Di fronte alle polemiche sorte in questi giorni l’amministrazione Nesladek ha le idee chiare: per esprimere pareri o lamentele i genitori devono a rivolgersi al Comitato mensa, Comitato che «ha approvato, dopo un periodo di adozione sperimentale, il menù primaverile-estivo frutto del lavoro di collaborazione tra professionisti del Comune di Muggia, della ditta di ristorazione Sodexo e dell’Azienda sanitaria di Trieste, e di indicazioni e suggerimenti forniti da genitori e insegnanti in occasione delle riunioni del Comitato mensa».
Stesso iter sta vivendo adesso la versione autunno–inverno che, «inaugurata con l’inizio dell’anno scolastico, vedrà concludersi a breve il periodo di “sperimentazione”, per poi vedere il Comitato mensa confrontarsi, come per la precedente stagionalità, al fine di migliorare il più possibile il servizio».

Il Comitato annovera al suo interno quasi 30 persone. Tra questi anche due consiglieri comunali, Marina Busan (Meio Muja) e Ferdinando Parlato (Un’Altra Muggia), e ben 11 rappresentanti del corpo docente e 10 genitori democraticamente eletti «come chiunque può evincere da una semplice verifica sul sito del Comune di Muggia (Come fare - Scuole)». «Per quanto il menù risponda già a tutte le caratteristiche dell’Azienda sanitaria, motivati dalla forte attenzione verso i più giovani che da sempre contraddistingue questa amministrazione, abbiamo scelto di raccogliere qualsiasi suggerimento invece di adottarlo senza dare a bambini, genitori e insegnanti alcuna voce in capitolo», chiarisce a tale proposito l’assessore all’Istruzione Loredana Rossi. 

sabato 10 ottobre 2015

LAMENTELE DELLE FAMIGLIE SUL MENU’ DEI BAMBINI DI MUGGIA

Grizon (Pdl): qualsiasi sia il problema la giunta deve trovare una pronta e convincente risposta e soluzione: è inimmaginabile che si speculi sulla qualità e quantità dei pasti che, salvaguardando i necessari apporti energetici e nutrizionali, dovrebbero tener conto le tradizioni e le consuetudini alimentari della nostra comunità e del parere delle famiglie.
 
"Una cosa è certa: è inimmaginabile che la sua amministrazione speculi su qualità e quantità dei pasti dei bambini" scrive Claudio Grizon, consigliere comunale di Muggia per il Pdl, in una interrogazione urgente al sindaco Nerio Nesladek e all’assessore Loredana Rossi, dopo aver letto le lamentele che numerosi genitori hanno postato su facebook.
I problemi almeno su Fb sono scaturiti da un commento alquanto amaro e sconsolato di un papà di Muggia: “Bollettino della refezione scolastica.
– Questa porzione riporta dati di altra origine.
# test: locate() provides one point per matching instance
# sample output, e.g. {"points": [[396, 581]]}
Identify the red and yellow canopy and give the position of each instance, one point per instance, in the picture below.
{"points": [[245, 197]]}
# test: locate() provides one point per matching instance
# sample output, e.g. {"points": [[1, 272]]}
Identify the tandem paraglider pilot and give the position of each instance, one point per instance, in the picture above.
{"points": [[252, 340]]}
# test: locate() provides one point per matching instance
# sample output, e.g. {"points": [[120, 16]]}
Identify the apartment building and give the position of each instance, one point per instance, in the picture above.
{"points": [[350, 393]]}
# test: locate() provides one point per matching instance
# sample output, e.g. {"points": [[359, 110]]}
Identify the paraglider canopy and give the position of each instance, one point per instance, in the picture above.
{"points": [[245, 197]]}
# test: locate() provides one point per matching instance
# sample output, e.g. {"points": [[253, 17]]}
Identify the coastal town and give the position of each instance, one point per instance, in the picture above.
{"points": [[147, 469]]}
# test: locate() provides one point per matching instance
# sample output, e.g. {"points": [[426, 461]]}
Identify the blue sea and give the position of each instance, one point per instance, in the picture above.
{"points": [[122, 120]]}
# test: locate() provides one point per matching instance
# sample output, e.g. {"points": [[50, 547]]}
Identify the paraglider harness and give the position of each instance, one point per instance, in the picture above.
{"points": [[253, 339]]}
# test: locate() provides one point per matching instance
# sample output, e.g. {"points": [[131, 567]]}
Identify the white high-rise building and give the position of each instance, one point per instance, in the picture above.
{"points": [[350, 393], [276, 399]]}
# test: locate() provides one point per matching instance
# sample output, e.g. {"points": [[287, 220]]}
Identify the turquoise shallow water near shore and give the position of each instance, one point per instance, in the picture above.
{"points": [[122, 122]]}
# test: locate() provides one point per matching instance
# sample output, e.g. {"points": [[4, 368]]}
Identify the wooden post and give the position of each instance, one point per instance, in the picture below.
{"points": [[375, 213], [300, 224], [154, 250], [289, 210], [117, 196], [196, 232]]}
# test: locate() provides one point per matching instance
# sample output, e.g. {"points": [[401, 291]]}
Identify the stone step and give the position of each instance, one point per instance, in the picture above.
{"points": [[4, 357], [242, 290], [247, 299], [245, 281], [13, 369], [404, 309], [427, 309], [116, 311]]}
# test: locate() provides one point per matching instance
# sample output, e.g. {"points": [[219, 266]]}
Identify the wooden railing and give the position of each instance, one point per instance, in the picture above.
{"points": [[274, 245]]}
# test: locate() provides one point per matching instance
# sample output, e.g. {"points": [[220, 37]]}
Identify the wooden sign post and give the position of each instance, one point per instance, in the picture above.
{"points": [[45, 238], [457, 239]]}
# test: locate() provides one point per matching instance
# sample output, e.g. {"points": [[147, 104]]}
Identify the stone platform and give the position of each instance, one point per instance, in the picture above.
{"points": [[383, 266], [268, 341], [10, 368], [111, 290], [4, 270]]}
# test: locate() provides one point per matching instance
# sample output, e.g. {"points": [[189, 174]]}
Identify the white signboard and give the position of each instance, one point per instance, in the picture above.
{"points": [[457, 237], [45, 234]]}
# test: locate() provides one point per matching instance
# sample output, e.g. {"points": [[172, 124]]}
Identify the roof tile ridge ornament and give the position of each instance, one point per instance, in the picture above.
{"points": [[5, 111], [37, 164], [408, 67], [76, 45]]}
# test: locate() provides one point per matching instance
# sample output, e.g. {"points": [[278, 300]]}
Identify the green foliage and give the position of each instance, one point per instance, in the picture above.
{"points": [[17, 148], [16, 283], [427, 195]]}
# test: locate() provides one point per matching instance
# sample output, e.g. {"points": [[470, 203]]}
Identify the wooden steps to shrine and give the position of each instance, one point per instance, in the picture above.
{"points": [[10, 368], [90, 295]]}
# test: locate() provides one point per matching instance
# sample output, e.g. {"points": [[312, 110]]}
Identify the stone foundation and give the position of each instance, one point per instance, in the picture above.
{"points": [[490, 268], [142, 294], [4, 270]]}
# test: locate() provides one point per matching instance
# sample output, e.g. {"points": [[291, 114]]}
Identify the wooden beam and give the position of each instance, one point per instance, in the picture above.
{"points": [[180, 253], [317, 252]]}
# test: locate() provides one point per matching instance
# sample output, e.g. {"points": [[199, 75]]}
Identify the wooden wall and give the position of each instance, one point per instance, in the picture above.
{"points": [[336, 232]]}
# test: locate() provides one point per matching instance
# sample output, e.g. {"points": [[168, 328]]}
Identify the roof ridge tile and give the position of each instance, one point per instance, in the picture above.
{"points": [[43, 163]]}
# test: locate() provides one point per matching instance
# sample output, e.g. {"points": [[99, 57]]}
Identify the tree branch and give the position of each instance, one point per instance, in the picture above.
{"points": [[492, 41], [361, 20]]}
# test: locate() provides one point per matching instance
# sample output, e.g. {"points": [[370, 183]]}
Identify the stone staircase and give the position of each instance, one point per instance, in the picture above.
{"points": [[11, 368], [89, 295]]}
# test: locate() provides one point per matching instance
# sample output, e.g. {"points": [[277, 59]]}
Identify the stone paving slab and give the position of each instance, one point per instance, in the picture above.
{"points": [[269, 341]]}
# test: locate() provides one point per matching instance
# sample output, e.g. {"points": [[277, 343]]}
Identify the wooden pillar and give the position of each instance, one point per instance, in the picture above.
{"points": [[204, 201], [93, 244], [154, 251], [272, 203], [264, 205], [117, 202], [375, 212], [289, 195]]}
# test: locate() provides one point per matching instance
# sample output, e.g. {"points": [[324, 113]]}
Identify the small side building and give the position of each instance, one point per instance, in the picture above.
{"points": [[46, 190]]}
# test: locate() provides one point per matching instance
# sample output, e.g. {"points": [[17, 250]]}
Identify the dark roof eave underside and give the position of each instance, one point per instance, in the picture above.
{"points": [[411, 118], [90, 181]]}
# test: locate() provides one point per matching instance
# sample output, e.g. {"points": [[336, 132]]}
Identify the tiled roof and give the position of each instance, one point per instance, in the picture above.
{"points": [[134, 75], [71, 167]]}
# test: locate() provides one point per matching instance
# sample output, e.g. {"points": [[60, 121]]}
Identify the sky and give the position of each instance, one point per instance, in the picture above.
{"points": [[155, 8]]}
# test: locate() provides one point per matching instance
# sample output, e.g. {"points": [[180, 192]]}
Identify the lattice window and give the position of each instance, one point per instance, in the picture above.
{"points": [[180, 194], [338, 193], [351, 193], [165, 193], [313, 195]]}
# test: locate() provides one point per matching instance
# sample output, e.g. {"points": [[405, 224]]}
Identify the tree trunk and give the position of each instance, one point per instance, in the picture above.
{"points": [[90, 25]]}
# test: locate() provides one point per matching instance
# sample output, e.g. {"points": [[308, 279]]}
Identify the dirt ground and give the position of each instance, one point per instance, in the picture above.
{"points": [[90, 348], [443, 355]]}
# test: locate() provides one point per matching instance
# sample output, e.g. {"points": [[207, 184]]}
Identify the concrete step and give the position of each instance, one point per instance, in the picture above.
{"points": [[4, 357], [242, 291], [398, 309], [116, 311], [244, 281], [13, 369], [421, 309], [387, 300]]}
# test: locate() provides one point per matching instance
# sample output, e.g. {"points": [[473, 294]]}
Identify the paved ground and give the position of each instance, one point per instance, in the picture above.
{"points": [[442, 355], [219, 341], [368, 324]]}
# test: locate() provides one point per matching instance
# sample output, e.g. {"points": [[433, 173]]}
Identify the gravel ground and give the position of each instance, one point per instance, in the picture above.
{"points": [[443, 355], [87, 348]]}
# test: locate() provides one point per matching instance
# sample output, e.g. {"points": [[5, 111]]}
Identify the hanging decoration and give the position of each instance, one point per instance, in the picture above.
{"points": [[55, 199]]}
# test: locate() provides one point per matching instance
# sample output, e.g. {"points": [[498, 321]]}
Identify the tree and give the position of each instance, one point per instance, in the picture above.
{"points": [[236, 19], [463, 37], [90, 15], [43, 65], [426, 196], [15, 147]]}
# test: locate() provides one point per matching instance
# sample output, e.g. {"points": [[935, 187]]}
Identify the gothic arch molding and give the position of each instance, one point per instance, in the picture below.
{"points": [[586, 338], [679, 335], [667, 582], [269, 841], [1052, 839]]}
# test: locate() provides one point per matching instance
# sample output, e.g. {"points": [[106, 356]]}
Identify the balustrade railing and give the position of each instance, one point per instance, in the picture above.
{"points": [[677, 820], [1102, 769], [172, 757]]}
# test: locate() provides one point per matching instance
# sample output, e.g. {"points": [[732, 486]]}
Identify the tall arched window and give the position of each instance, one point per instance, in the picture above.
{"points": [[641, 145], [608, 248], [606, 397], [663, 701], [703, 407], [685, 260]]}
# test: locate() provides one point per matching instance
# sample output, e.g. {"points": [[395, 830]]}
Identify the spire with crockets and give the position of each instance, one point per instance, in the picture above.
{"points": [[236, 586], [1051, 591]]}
Martedì 6 ottobre. Primo piatto: minestra (definita giallo-grigia). Insalata mista (nel senso mezza salatissima e mezza senza sale). Banane”.
"Qualsiasi sia il problema – sottolinea Grizon – la giunta deve trovare una pronta e convincente risposta e soluzione: non si può speculare sul menù dei bambini".
"Ad un certo punto – rivela l’esponente del centro destra muggesano – mi sono inserito nei commenti su Fb con una semplice domanda: "è tanto grave la situazione? è una questione di gusti, quantità o qualità?" La risposta del papà che ha pubblicato quello che ha definito il “bollettino della refezione scolastica” è stata tanchant: “di gusti, qualità e quantità”.
"Ho trovato davvero incredibile – aggiunge Grizon - che una mamma abbia rivelato che “hanno mangiato tutti pane” e che un papà si sia chiesto: “ma una pasta col ragù?” ed ancora “anche di minestra tante volte solo 5 mm”." 
"Mi chiedo – conclude Gizon - se i noti interessi professionali del sindaco Nesladek nel campo dietetico e alimentare abbiano contribuito a determinare questa situazione: pur non volendo intervenire negli aspetti scientifici della predisposizione dei menù, che non spettano né al sindaco né a me, ritengo che dovrebbero essere assicurati ai bambini gli adeguati apporti energetici e nutritivi considerate anche le tradizioni e le consuetudini alimentari della nostra comunità e sentiti i pareri delle famiglie".